The GNUL can be retrofitted to existing smokestacks, such as those at coal-fired power stations, at relatively low cost with minimal disruption. The micro-algae lock up the carbon in their cells and these can be harvested from the GNUL and the lipids, proteins and carbohydrates then converted into biofuel, ethanol, methane or other useful products, using conventional methods.
Instead of Greenhouse gases being fed into the atmosphere, these are fed into GreenCell GNUL Bio-Processors and converted into usable forms of energy and other useful products including but not limited to:
GreenCell Research Pty Ltd is optimistic that the GNUL will prove an effective way to reduce Greenhouse gas emissions at power stations and other industrial sites.
The GNUL technology opens the door to multiple applications.
Algae types can handle most types of water and industrial waste.
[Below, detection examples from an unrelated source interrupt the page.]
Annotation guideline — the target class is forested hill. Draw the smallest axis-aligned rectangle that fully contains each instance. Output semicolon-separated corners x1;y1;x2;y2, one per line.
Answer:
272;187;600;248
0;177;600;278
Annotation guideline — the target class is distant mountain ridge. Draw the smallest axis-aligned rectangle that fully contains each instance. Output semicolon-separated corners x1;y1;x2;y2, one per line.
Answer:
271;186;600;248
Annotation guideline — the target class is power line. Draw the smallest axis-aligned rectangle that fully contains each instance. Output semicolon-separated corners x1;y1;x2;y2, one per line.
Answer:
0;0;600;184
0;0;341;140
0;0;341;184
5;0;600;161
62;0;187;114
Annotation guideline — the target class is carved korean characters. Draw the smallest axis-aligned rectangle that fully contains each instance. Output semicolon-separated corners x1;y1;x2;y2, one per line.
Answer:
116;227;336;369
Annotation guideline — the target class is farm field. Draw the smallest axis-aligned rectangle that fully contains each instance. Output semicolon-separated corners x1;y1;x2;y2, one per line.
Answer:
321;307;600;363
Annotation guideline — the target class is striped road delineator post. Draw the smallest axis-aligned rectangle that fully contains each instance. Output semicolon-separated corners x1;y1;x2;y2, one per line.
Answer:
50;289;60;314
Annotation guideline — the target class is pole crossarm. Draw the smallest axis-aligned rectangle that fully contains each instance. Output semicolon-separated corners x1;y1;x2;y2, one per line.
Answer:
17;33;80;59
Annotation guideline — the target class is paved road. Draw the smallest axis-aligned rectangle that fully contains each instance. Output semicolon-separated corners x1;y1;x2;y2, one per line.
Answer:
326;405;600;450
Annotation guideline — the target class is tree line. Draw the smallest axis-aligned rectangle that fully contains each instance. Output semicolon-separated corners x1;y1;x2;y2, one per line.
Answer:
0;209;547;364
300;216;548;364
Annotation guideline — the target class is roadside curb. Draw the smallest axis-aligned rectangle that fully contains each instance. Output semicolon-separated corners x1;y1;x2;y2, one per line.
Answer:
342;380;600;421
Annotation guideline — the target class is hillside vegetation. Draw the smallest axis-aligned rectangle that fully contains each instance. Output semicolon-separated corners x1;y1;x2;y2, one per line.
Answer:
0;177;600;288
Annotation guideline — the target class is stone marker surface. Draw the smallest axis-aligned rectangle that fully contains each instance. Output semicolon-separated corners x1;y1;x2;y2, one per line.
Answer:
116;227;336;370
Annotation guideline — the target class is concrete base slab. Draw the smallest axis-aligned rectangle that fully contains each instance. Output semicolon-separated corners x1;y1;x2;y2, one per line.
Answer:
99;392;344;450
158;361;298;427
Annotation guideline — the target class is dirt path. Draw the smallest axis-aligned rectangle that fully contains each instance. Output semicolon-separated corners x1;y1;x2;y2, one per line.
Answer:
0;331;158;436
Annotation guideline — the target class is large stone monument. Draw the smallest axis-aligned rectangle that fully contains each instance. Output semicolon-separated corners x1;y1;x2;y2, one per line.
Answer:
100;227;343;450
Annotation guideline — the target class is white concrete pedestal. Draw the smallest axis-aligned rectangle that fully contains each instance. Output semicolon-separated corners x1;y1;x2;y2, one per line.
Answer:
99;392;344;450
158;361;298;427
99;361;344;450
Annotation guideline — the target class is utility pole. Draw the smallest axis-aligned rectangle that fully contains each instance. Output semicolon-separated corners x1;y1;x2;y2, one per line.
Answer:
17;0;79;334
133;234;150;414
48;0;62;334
We will find the GNUL designed into the infrastructure of tomorrow’s buildings.
GreenCell Research Pty Ltd has completed preliminary trials on its methane digester design and has already had interest from commercial piggeries.
Further research with stand alone diesel motors has shown that the GNUL design is also effective in the elimination of oxides from the exhaust of stationary motors as well as lowering CO2 emissions.
GreenCell Research Pty Ltd is also confident that the GNUL will be highly effective in the treatment of polluted water – utilizing algae in the same way as conventional methods but in a controlled and compact space.
Use of the GNUL in aquaculture should reduce the blooms of red and blue/green algae and improve the growing conditions considerably.
GNULS are manufactured from recycled, everyday plastics and are specialty moulded using our exclusive patented process.
The same carbon neutral manufacturing process produces very low cost water tanks and methane digesters, which are themselves, recyclable. These are used as component and ancillary parts of the whole system, however, they are stand-alone items in themselves as they can be “blown” to previously unachievable dimensions.
Metering is via an EPA standard environmental gas analyser.
GreenCell Research Pty Ltd will continue to explore the potential of algae and bacteria in its role as environmental cleanser and is committed to developing the best bio-processor for each individual application.